Which warm waters boosted Hurricane Harvey?

by Mary Caperton Morton
Tuesday, May 1, 2018

Harvey rapidly intensified from a tropical storm to a Category 4 hurricane as it moved across the Gulf of Mexico. Warmer colors indicate higher ocean temperatures in the Gulf, and higher wind speeds on the storm track. Credit: K. Cantner, AGI , with data from UODL and Potter et al.

Last August, Hurricane Harvey walloped Texas, dropping more than 100 centimeters of rain on Houston and nearby areas, and causing more than $125 billion in damage. But almost nobody saw it coming. In the days before Harvey made landfall 60 kilometers east of Corpus Christi, the tropical storm barely registered as a threat, but within 30 hours it escalated from a tropical storm into a Category 4 hurricane. Using data collected before and during the storm, scientists are piecing together how Harvey became so ferocious so fast, an effort that could help scientists better predict which future storms might have similarly rapid intensifications.

Two weeks before Harvey hit, researchers from Texas A&M University conducted a hydrographic survey of the shallow waters of the Texas Bight just off the coast near Corpus Christi. “This was part of an unrelated project to study water quality, but it gave us some very interesting and valuable data about how much heat was available in coastal waters leading up to the storm,” says Henry Potter, an oceanographer at Texas A&M, who presented his findings at the 2018 Ocean Sciences meeting in February in Portland, Ore.

The team found that the average water temperature across the bight in August was 28.3 degrees Celsius, 1.8 degrees warmer than it had been in June, when the prior survey was conducted. “That’s essentially bathwater, all the way down to the bottom,” Potter says.

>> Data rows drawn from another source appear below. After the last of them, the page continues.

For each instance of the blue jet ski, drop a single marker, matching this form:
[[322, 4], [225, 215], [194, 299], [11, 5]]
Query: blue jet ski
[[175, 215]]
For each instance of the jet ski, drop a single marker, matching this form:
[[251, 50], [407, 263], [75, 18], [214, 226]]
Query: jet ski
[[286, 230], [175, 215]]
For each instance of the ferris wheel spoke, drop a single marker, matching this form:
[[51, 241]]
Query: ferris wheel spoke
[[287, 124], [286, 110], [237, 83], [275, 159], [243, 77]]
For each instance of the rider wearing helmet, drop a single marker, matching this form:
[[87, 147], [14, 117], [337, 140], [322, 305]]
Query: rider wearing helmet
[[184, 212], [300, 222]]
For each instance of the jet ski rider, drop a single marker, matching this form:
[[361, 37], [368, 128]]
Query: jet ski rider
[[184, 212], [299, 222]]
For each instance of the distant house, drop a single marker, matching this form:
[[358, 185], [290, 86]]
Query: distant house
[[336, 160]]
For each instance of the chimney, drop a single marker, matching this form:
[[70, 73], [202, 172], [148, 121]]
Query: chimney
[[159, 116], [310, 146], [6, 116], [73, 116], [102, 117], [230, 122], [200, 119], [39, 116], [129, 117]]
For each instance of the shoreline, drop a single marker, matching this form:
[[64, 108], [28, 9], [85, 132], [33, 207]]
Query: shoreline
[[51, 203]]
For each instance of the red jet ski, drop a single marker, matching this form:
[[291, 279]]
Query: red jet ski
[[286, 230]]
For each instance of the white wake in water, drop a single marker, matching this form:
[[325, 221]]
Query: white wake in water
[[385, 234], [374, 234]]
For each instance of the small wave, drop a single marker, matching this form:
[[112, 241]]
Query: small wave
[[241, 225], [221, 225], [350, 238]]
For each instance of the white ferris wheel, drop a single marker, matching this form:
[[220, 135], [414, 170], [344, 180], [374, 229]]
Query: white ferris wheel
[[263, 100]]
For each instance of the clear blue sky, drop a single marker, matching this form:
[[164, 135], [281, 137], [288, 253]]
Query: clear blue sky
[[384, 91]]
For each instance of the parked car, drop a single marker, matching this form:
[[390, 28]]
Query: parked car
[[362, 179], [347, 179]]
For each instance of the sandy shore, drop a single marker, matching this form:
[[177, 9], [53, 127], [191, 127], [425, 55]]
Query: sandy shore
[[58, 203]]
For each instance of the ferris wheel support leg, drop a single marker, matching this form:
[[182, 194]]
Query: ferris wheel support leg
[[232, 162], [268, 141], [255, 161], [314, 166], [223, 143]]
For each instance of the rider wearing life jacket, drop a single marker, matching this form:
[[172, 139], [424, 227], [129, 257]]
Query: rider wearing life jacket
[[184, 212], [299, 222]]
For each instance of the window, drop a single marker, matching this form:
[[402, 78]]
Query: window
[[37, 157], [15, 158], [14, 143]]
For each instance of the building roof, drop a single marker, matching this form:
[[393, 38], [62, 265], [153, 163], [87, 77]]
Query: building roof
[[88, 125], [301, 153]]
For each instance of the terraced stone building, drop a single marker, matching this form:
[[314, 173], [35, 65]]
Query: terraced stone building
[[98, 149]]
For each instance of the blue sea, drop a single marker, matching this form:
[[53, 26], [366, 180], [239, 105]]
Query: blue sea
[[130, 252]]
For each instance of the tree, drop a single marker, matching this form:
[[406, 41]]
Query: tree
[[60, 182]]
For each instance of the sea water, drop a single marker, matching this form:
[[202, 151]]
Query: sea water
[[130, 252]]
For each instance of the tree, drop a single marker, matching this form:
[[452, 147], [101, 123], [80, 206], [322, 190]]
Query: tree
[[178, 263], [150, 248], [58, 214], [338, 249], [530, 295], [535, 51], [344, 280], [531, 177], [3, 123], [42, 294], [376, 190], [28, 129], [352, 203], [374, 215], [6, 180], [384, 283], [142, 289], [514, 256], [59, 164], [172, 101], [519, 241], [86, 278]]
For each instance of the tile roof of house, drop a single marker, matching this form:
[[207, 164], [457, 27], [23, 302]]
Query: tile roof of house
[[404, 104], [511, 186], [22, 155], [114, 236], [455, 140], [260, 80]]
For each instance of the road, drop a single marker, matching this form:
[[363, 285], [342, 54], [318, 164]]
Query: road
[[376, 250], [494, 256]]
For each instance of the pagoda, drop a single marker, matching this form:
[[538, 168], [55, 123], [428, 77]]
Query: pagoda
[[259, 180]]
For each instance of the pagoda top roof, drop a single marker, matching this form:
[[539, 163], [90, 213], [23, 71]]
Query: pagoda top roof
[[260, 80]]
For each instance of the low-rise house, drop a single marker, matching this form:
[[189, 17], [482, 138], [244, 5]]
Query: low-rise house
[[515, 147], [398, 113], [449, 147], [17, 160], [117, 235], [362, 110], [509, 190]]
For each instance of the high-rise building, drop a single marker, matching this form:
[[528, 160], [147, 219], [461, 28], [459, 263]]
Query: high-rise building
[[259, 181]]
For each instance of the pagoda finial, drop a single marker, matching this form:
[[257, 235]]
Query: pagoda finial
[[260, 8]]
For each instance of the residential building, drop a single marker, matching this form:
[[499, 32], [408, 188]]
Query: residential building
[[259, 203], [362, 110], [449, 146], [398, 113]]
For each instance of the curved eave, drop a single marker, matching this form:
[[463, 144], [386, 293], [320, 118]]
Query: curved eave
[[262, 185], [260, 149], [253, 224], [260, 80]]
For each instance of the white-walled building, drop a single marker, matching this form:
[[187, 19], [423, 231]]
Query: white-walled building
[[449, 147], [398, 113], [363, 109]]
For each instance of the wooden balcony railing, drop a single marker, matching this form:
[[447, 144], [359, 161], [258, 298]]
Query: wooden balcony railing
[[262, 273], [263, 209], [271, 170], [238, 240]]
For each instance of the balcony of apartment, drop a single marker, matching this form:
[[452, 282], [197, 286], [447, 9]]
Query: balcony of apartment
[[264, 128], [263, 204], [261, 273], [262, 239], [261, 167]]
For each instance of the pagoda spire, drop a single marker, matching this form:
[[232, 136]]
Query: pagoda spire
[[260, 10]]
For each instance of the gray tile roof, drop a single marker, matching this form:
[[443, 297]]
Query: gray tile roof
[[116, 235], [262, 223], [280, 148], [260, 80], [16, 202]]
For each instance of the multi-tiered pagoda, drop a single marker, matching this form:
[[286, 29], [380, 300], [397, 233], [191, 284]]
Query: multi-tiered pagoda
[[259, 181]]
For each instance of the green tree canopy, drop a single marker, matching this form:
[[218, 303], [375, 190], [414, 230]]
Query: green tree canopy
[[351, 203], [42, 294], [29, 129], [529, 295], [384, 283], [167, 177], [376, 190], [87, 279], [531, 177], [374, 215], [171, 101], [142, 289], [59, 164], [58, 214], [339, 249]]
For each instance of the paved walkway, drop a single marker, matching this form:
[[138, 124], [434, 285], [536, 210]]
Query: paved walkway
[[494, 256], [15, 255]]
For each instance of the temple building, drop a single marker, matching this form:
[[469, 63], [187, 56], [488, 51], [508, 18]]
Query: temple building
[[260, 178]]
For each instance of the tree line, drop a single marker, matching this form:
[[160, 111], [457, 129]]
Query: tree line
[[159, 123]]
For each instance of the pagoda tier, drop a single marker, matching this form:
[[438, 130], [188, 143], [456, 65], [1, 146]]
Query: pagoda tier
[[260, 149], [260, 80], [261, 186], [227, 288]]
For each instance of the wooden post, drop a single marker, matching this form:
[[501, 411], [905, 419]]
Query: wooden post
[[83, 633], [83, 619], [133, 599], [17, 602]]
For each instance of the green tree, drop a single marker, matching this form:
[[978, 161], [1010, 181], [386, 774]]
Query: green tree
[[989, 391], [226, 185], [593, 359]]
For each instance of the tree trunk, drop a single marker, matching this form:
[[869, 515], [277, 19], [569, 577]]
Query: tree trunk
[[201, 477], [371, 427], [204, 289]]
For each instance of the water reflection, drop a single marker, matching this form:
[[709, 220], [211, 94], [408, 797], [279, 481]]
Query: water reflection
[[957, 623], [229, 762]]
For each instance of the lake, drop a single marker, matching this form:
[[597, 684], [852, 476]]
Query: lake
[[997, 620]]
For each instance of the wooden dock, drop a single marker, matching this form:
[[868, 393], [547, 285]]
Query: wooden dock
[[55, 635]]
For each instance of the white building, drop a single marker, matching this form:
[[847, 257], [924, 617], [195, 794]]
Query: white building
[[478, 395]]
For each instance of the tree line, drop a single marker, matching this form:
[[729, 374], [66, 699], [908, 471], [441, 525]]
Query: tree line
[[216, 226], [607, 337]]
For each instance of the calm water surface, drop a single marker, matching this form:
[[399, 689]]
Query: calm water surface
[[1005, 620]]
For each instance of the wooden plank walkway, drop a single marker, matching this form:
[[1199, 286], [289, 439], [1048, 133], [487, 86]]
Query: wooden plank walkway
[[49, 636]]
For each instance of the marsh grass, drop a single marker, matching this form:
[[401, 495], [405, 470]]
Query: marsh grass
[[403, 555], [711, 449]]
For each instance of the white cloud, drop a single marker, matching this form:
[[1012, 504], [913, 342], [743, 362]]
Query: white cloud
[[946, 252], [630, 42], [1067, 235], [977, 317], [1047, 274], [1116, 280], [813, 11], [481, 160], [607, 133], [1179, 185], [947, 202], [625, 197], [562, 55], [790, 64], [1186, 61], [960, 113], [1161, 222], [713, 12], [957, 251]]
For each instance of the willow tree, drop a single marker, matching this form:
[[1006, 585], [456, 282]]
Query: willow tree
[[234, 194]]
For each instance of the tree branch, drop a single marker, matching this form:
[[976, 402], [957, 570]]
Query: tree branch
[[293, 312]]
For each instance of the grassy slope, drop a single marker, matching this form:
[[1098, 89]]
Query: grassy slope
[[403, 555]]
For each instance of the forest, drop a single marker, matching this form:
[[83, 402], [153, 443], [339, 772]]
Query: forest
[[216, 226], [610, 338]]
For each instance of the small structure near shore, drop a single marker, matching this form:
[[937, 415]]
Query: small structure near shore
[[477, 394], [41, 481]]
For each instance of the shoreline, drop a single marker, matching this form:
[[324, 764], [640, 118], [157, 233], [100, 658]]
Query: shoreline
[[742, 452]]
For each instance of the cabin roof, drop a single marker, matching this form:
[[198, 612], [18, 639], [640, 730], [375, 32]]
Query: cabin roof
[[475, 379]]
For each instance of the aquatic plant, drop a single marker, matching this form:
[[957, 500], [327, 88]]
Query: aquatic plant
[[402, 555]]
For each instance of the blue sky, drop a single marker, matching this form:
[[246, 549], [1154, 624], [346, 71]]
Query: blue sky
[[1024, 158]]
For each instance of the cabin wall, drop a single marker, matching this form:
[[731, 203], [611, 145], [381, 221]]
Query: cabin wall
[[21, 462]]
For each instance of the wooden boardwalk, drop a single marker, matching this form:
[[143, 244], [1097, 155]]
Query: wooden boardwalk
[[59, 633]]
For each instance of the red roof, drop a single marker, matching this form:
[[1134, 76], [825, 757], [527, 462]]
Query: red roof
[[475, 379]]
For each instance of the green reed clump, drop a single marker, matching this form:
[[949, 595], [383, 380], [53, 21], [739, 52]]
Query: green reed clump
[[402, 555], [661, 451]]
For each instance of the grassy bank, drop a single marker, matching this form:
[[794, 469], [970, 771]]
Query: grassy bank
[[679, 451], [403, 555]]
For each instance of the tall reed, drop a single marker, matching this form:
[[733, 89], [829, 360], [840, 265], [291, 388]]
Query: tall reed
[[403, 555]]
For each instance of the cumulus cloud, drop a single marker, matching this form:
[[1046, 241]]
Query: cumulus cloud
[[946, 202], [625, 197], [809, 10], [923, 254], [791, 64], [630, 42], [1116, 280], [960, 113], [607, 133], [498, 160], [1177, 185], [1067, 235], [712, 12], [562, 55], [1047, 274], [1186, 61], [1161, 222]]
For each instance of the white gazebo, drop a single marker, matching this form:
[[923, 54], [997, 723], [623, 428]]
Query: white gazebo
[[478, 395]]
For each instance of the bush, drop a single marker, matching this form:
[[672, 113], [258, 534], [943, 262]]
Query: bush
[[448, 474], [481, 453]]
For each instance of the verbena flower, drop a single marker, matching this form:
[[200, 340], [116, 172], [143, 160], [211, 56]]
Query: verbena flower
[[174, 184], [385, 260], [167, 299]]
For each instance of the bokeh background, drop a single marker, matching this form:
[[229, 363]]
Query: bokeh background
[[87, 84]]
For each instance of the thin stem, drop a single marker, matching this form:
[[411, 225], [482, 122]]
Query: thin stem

Ocean temperatures are usually estimated from satellite data, which has upsides and downsides, Potter says. Such measurements tell you how much heat is in a body of water, “but you don’t know where it’s located in the water column,” he says. “The benefit of [the hydrographic] dataset is that we knew exactly where the heat was and how much was there, which gave us some really good information about the heat available to drive Harvey.”

In general, warmer water begets strong­er hurricanes. “If the water temperature is above 26 degrees Celsius, then it’s probably warmer than the atmosphere, which means that heat goes from the ocean into the atmosphere … which drives the hurricane,” Potter says. Despite the high water temperatures in the bight prior to Harvey, the calculated values of Tropical Cyclone Heat Potential (TCHP) — a metric used to predict whether a tropical storm will intensify into a hurricane — weren’t notably strong. Regions with a TCHP above 90 kilojoules per square centimeter (kJ/cm2) have previously been associated with rapidly intensifying storms, but the TCHP of the Texas Bight was only about 35 kJ/cm2. This suggests that “the TCHP may not be a good metric to use in shallow water, like [off] the coast of Texas,” Potter says.

But the heat that drove Harvey to intensify so quickly could have also come from farther offshore, says Nick Shay, an oceanographer at the University of Miami who was not involved in the new study. “Harvey may have gotten a little jolt over the warm slug of coastal waters, but, by and large, it got most of its warm water boost earlier over a big ‘warm-core' eddy that was moving across the Gulf.”

This pattern is not unique to Harvey, he says. “We’ve seen this interaction many times. This warm-core eddy is often present in the Gulf during the summer months, throughout the hurricane season, and when storms encounter it, they sometimes explode.”

But even though this pattern has been seen in previous hurricanes — such as Opal in 1995, which escalated from a Category 1 to a Category 4 in less than 14 hours — models still struggle to take the warm Gulf eddy into account when predicting which storms will escalate. “Our predictive models are still failing to detect when rapid intensification may kick in,” Shay says. “A better understanding of what triggers the onset of rapid intensification is crucial for hurricane research. Coping with rapidly intensifying storms represents a real challenge for emergency managers and local and state governments.”

Scientists only have detailed data coverage — gathered from instrumented probes deployed from hurricane hunting aircraft and ships — during the period that Harvey escalated from a Category 3 to a Category 4. “A lot of funding goes into making models, but we need good data to put into those models,” he says.

During future storms, deploying more expendable probes, gathering in situ data from floats and buoys, as well as increasing monitoring from satellites may help give scientists the data they need to more accurately predict whether a relatively benign tropical storm will grow into a dangerous hurricane. “This type of rapidly intensifying storm track could certainly be a repeatable event, especially in the high summer heat of the Gulf hurricane season,” Potter says.